VALLETTA, Malta (ChurchMilitant.com) - A popular Maltese priest has been found guilty of so-called homophobic hate speech on social media after being acquitted in 2022.
Fr. David Muscat was handed a six-month suspended sentence this week after Malta's Court of Criminal Appeal overturned the original acquittal.
The suspended sentence means the judge can allow the 51-year-old cleric to serve probation instead of time behind bars.
Muscat was arraigned in January 2022, following posts he had made on Facebook in the wake of the brutal murder of a Polish student in a public park.
At the time of the initial acquittal, Muscat's lawyer, Mariah Mula of Mula Advocates, said that "justice prevailed." She added, "As the legal team representing Fr. David, we wholeheartedly believed in his innocence from our first meeting with him."
"Unfortunately, the comment in question was taken completely out of context and many had already incriminated him and unjustly tarnished his reputation. ... Today's judgement is our resounding reply," she continued.
Muscat's vacillating situation centers around the brutal murder of 29-year-old Paulina Dembska in Sliema, a town on the northeast coast of Malta. She was found dead and later determined to have been raped before and after death at the hands of accused attacker Abner Aquilina, a 20-year-old Maltese native.
Aquilina was arrested soon after Dembska's body was found. He told police:
What has happened, happened ... do not ask questions that you do not want answers. I killed a person and raped her after she was brain dead. ... I killed her because she wanted to stop me. ... I was first unsuccessful with a man, but they were two and I reasoned that one person is better.
He also told police that Satan had ordered him to kill the Polish woman.
After the horrific details of Dembska's murder were revealed, outraged Maltese internet users called for Aquilina's "public lynching." Only two priests publicly defended him — and one was Muscat.
At the time, Muscat weighed in on Facebook, clarifying from a Catholic perspective that a person isn't necessarily culpable for all his actions if he is possessed by demons. It may, in fact, be the demons doing the actions. Muscat contrasted that with homosexual acts, which he noted are freely chosen and intrinsically evil.
Muscat posted, "If he [Aquilina] has some gayness or bisexuality, then this is another disorder added on top of schizophrenia and its malefic effect. The poor boy has a recipe of multiple disorders at the same time. ... Abner needs help; the lesser problem is possession. Gayness is worse."

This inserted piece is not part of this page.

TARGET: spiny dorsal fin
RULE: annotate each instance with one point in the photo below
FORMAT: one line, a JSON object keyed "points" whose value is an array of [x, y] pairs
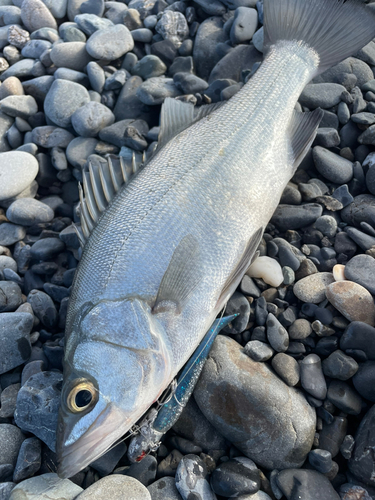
{"points": [[175, 117], [302, 130], [236, 275], [101, 182], [181, 277]]}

For these remarks, Muscat was accused of homophobia by leftist state leaders and media outlets who colluded to find Muscat guilty in the court of public opinion. He was eventually charged with incitement to hatred or violence over the Facebook comments he made.
Malta's LGBT-friendly archbishop, Charles Scicluna, also turned against Muscat and joined the chorus of homosexualist outrage against the faithful priest.
Scicluna excoriated the priest, saying, "I was shocked as I heard and read that he said that being gay is probably worse than being possessed by the Devil. These are not words of love; these are stones hurled by a heart that needs to learn how to love as Jesus did."
The archbishop warned Fr. Muscat that he would be prohibited from exercising his ministry if he continued making inflammatory and hurtful comments.
For his part, Aquilina was ruled unfit to stand trial for killing Dembska after psychiatrists deemed him insane at the time of his actions.
As authorities try to figure out what to do with him, Aquilina is now being shuffled back and forth between a regular ward at Mount Carmel mental hospital and the forensic unit run by the prison authorities.
When it comes to so-called LGBT rights, Malta is the most progressive country in Europe, according to the International Lesbian and Gay Association.